In his Information, Horton relates a letter received from Nigel Wright's counsel stating that four senior officials of the Prime Minister's Office - the Chief of Staff, the Assistant Chief of Staff, the Director of Issue Management and the Chief Counsel who was also Harper's personal legal adviser, were all aware of the Wright-Duffy deal.
But here's the thing. Horton then seems to accept their implausible assertion that Harper knew nothing of it. He gives no basis for that except the assertions of people who were either principals in or privy to the commission of an apparent and serious crime. It's as though the fix was in.
This reminds me of those movie battle scenes where the King is beset by attackers and his bravest knights rally to his defence, sacrificing themselves to protect him. Yet Corporal Horton doesn't seem to explore that possibility.
Cops are trained to reject far-fetched excuses and bizarre coincidence to explain wrongdoing and exonerate logical suspects. Except, it seems, in this case.
"I am currently assigned to Sensitive and International Investigations within the National Division of the RCMP responsible for investigating matters of significant risk to Canada's political, economic and social integrity."

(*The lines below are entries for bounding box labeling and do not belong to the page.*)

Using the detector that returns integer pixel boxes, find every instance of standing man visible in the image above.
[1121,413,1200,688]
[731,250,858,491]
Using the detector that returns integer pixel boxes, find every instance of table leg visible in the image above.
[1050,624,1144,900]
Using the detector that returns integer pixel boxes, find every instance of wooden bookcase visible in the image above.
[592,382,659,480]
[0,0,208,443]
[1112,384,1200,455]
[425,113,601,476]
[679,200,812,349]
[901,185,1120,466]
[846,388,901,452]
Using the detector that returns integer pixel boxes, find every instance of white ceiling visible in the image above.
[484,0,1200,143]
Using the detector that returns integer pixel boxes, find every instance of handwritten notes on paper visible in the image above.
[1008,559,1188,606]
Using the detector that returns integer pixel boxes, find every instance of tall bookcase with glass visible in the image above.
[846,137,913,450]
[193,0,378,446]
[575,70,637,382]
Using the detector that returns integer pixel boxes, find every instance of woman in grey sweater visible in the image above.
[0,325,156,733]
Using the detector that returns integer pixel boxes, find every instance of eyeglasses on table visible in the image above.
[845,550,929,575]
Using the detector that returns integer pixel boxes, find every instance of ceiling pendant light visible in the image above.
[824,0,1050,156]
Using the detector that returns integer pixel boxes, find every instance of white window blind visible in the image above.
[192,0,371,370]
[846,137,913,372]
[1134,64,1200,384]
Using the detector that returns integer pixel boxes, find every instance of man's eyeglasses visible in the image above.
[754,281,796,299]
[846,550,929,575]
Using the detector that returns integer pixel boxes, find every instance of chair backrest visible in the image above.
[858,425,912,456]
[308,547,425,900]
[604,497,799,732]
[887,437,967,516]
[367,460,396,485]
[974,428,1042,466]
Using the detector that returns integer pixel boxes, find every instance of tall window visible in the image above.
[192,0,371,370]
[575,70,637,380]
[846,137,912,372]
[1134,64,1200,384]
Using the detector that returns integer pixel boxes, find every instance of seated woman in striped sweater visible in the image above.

That's a mouthful but no matter how many times you repeat it, you're still left without a clear idea of just what this guy does. Is he a spook, is he a cop, is he some hybrid? The important question is whether he's the right guy to investigate a crime and cover-up that could go straight into 24 Sussex Drive? Because, if Nigel Wright's apparently illegal under-the-table payment to Mike Duffy was done at Harper's behest or with Harper's approval, Harper might be a principal to any criminal wrongdoing.
I'd like to know that the RCMP doesn't consider the prime minister above the law. I thought Magna Carta did away with that. Harper may be channeling the spirit of Richard Nixon who told David Frost:
Harper didn't know, really? It was common knowledge among the top echelon of his own and nobody else's, the prime minister's PMO. It was common knowledge to the half of Ottawa on Mike Duffy's e-mail list. The Conservative Fund knew of it. Senior Tory senators were in on it. The Ottawa legal community was in on it. Wright's cheque was apparently processed through the trust account of a senior Ottawa law firm.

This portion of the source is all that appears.